Today marks four years since Oslo’s City Hall reverberated with these words of Liu Xiaobo, along with his calm but fierce defense of the freedom of expression and his bedrock belief that freedom will someday come to China. As Swedish actress Liv Ullman read Liu’s essay “I Have No Enemies,” which he had penned to read at his sentencing in December 2009, and as Nobel Peace Prize Committee Chairman Thorbjorn Jagland evocatively placed Liu’s Nobel medal on an empty chair, it felt for a few hours as if all of those in China struggling to ensure their rights had won a global victory.

But as Liu Xiaobo endures prison, roughly halfway through his 11-year sentence for allegedly “inciting subversion of state power,” it is clear Beijing’s leadership has not tempered its zeal for punishing peaceful critics. Poets, painters, and publishers, editors and journalists, scholars, activists, and ordinary citizens speaking their minds peacefully: in recent years many have been detained and some harshly punished for articulating their views. The term “inquisition” seems appropriate for its connotations of anachronistic realities that persist despite the radical socioeconomic transformation of China and the relative security its leadership enjoys.
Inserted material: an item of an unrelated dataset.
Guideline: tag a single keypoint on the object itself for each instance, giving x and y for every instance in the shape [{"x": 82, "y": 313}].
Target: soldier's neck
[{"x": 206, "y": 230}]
The new leadership in Beijing has its own aspirations, promising to make the “China dream” a reality, and to return China to its rightful place on the world stage. But these hardly mask the deeper drive of President Xi Jinping to reinforce the Chinese Communist Party’s grip on power. As persecution inside the country worsens to a level unseen since the 1990s, Chinese diplomatic rhetoric cautioning against “interference in internal affairs” has become progressively louder, leading many of the governments that sent representatives to Oslo that day to mute their concerns. But that silence stunts the prospects for China becoming what many inside and outside want it to be: a country whose stability is the product of the real rule of law and of respect for people and their ideas.

And so today, on International Human Rights Day and the fourth anniversary of Liu’s Nobel win, we would all do well to recall Liu’s words that resounded in Oslo, and those that his wife Liu Xia, offered up in 2013 during a brief respite from house arrest, where she remains: “I tell myself to stand straight, don’t be afraid.”